[Haskell-cafe] Manual type-checking in graphs: Avoidable?

Kosyrev Serge _deepfire at feelingofgreen.ru
Fri Feb 19 12:06:42 UTC 2016

Jeffrey Brown <jeffbrown.the at gmail.com> writes:
> I use FGL, which (roughly) defines type Gr a b as a graph on nodes of
> type a and edges of type b.
> Suppose you wanted a graph that described which people own which
> hamsters, knowing only their name. You would have to make node and
> edge types like this:
> data GraphNode = Person String | Hamster String
> data GraphEdge = Has
> where the strings represent their names.
> Suppose then you wanted to write a function that, given a person,
> returns the names of all their hamsters.
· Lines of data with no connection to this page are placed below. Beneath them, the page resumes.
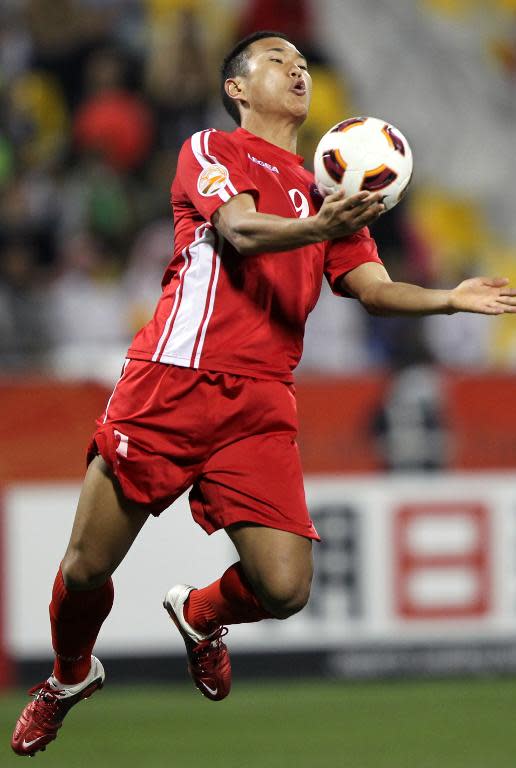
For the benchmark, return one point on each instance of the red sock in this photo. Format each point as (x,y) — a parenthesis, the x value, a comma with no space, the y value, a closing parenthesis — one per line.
(75,620)
(230,600)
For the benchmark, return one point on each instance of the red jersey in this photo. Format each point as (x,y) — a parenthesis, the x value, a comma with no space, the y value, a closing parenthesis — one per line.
(222,311)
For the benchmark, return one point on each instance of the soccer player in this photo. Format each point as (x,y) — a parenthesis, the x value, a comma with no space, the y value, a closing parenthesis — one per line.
(206,401)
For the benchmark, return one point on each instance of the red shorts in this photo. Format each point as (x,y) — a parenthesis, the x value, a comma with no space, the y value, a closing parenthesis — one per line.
(232,438)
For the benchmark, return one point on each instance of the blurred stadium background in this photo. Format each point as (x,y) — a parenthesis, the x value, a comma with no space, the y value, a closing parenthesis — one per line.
(408,429)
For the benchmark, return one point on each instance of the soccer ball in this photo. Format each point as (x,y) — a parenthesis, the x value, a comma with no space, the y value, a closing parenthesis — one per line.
(364,153)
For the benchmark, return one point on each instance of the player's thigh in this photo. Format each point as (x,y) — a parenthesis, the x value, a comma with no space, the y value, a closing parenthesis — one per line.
(279,565)
(104,528)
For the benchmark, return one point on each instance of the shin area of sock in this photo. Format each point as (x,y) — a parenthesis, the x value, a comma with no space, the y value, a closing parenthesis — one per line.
(76,617)
(229,600)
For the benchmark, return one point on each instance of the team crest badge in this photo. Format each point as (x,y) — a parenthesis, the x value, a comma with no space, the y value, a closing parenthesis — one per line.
(212,179)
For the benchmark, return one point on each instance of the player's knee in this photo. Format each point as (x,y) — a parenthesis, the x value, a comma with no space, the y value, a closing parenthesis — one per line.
(288,595)
(81,572)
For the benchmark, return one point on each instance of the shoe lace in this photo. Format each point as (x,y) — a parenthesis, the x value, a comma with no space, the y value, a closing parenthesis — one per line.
(48,704)
(207,652)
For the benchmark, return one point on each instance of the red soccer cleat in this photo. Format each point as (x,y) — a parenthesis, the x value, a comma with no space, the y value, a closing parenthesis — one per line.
(41,719)
(208,658)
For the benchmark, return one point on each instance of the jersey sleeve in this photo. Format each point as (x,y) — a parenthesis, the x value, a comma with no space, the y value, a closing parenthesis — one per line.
(210,171)
(345,254)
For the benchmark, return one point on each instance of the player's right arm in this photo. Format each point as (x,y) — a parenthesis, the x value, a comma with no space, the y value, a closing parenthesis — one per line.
(251,232)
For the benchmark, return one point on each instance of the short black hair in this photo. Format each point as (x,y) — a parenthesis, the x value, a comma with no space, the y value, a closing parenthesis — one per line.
(235,64)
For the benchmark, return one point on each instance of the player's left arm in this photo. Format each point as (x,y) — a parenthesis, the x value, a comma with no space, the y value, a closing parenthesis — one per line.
(371,285)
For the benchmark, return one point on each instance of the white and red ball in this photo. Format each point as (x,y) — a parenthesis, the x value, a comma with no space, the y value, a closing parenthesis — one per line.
(364,153)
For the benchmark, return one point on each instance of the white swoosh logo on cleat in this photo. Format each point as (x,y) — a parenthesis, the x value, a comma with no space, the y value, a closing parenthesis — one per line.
(213,691)
(27,744)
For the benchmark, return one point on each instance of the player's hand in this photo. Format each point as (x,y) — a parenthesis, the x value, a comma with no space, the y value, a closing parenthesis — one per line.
(487,295)
(341,216)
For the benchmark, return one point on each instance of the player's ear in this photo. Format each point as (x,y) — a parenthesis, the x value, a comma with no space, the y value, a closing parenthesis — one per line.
(235,88)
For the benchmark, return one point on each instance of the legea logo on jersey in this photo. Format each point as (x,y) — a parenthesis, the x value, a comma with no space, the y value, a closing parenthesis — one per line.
(212,179)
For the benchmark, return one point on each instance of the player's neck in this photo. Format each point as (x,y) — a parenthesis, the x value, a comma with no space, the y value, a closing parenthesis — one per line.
(282,134)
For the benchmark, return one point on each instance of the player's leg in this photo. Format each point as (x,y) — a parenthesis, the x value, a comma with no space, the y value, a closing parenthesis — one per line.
(253,488)
(105,526)
(278,565)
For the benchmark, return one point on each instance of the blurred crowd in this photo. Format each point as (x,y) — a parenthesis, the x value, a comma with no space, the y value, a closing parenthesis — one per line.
(96,98)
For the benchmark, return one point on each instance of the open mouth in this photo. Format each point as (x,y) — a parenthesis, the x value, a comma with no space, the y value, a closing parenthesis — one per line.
(299,88)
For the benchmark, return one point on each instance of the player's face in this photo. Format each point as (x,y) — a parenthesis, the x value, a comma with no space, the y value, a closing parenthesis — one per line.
(277,82)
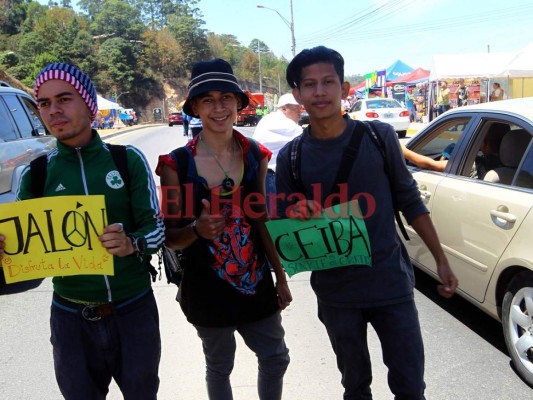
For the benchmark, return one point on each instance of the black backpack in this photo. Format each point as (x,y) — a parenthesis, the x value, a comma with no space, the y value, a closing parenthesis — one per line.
(295,152)
(38,173)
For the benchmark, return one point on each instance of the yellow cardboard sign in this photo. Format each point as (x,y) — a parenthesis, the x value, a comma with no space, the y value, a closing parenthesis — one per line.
(54,236)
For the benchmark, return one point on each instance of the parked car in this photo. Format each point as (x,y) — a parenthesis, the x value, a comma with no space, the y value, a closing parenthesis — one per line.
(23,137)
(175,119)
(485,223)
(384,110)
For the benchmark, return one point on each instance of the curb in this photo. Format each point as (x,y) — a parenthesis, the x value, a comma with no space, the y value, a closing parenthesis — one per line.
(109,133)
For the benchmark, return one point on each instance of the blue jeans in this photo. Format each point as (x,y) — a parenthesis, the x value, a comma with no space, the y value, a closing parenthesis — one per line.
(398,330)
(125,347)
(265,338)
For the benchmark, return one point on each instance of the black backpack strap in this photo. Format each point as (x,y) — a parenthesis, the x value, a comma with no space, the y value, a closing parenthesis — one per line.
(380,144)
(120,158)
(348,157)
(38,173)
(295,163)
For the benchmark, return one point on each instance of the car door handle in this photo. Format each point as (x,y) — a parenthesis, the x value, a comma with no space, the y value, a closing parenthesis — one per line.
(502,212)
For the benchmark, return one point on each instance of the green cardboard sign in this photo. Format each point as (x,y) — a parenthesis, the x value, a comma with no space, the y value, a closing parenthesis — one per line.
(337,238)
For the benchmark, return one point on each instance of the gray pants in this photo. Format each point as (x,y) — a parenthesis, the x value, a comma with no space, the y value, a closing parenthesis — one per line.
(265,338)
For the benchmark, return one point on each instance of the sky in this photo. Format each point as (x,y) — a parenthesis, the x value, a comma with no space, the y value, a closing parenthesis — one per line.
(373,34)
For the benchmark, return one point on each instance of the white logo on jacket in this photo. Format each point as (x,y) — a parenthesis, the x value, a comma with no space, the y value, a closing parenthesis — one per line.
(114,180)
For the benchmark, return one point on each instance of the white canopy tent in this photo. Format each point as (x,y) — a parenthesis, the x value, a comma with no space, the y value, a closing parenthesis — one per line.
(104,104)
(521,65)
(469,65)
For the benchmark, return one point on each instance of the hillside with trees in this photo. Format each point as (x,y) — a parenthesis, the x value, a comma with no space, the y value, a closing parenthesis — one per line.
(138,51)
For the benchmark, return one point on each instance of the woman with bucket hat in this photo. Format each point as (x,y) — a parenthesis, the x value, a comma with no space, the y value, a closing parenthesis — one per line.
(227,285)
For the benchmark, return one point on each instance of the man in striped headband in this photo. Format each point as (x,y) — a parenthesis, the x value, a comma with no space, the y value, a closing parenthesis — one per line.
(103,327)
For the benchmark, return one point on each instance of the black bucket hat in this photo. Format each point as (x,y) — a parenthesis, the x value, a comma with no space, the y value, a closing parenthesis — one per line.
(213,75)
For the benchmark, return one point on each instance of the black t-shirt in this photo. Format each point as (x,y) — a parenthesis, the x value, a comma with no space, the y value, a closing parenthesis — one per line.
(227,281)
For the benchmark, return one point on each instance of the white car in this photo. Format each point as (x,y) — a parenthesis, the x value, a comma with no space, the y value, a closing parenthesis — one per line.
(484,219)
(389,111)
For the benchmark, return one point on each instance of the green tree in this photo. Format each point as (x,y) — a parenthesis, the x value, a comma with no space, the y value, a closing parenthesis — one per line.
(118,18)
(186,26)
(116,66)
(91,7)
(163,52)
(12,14)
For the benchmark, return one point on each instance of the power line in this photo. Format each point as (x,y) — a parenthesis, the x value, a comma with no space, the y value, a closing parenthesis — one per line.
(353,31)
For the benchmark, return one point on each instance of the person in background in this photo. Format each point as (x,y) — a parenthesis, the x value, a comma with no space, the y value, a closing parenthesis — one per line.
(410,104)
(185,118)
(274,131)
(462,93)
(258,113)
(497,92)
(195,124)
(352,296)
(227,285)
(102,327)
(443,98)
(488,157)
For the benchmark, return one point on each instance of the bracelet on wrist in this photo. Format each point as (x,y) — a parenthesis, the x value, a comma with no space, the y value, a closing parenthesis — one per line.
(195,230)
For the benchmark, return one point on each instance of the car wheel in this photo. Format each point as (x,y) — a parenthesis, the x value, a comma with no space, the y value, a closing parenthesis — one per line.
(517,322)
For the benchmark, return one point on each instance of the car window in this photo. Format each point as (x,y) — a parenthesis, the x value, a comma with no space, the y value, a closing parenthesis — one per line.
(382,103)
(444,137)
(524,178)
(19,115)
(38,127)
(356,106)
(482,154)
(7,130)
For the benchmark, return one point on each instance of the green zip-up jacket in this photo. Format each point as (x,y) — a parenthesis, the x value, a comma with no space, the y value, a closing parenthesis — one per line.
(90,170)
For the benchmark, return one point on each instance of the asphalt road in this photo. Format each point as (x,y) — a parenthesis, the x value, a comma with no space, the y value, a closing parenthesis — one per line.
(465,351)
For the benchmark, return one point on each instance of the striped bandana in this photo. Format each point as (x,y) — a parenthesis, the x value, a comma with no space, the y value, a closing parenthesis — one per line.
(71,74)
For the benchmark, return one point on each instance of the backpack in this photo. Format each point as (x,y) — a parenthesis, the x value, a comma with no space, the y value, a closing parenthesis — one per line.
(175,261)
(38,173)
(295,153)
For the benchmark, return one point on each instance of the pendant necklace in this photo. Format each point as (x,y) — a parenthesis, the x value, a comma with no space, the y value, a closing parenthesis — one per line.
(227,183)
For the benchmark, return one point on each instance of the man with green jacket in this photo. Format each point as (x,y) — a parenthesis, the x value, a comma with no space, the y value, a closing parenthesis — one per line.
(102,327)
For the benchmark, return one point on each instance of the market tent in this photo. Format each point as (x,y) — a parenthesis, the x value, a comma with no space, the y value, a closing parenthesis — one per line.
(417,76)
(104,104)
(357,88)
(397,70)
(521,65)
(469,65)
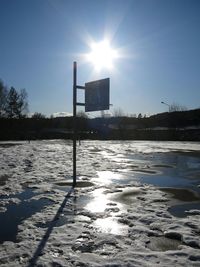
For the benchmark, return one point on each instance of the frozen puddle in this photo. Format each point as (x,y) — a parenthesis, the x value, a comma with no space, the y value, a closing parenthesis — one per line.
(17,212)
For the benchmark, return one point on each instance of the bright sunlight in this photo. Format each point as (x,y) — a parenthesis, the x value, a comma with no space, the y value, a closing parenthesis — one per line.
(102,55)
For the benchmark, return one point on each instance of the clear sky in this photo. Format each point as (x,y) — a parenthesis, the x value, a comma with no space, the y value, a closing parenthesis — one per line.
(158,42)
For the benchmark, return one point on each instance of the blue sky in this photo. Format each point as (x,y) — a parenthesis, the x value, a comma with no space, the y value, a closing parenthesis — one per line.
(159,43)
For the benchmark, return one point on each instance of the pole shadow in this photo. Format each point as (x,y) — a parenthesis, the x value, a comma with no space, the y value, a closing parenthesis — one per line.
(44,240)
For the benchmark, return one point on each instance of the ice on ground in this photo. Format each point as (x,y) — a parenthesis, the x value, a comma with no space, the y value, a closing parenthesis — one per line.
(115,217)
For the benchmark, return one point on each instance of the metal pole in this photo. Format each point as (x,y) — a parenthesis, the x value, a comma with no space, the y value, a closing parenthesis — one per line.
(74,121)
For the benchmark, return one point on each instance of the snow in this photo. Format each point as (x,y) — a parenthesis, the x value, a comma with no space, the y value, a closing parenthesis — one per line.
(116,216)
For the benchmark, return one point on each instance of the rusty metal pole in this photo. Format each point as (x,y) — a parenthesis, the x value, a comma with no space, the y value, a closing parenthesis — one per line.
(74,120)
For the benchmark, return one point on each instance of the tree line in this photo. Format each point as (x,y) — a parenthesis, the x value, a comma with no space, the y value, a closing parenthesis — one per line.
(13,102)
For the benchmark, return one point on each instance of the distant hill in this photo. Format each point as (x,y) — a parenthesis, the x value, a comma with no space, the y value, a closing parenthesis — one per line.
(178,125)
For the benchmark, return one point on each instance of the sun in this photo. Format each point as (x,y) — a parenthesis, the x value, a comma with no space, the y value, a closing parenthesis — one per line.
(102,55)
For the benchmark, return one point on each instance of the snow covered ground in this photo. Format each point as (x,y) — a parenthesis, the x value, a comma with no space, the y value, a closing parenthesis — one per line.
(135,204)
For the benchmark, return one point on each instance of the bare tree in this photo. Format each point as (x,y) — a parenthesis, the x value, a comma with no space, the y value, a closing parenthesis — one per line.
(16,104)
(3,99)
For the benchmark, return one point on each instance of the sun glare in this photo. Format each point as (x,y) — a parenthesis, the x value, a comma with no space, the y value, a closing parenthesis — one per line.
(102,55)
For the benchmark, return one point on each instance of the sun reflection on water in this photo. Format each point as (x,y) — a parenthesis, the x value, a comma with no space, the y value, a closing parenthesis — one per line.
(99,202)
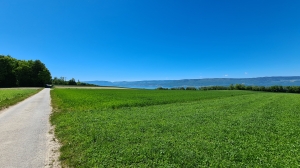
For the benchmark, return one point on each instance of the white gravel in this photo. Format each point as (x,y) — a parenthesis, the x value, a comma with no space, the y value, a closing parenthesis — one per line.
(24,138)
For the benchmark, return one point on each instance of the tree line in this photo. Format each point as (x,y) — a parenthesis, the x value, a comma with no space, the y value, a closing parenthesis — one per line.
(63,81)
(23,73)
(275,88)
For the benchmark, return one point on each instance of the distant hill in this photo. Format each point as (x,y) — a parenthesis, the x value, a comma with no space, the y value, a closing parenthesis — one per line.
(152,84)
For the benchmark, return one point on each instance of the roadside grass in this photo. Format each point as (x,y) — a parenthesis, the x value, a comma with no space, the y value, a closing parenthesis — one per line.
(90,99)
(241,129)
(10,97)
To make sure the call makes
> sense, the function would have to first check that the input is in
> fact a person. Since persons and hamsters are both constructors of the
> same type, you can't let Haskell's robust, beautiful type-checking
> system distinguish them for you; you've got to write something like
> "case n of Person _ -> True; _ -> False".

I'll allow myself to rephrase what Tom Ellis already said more strongly.

Type systems are tools for making invalid values unrepresentable.

If you find yourself in a situation where a certain solution doesn't
allow you to do that -- keep looking.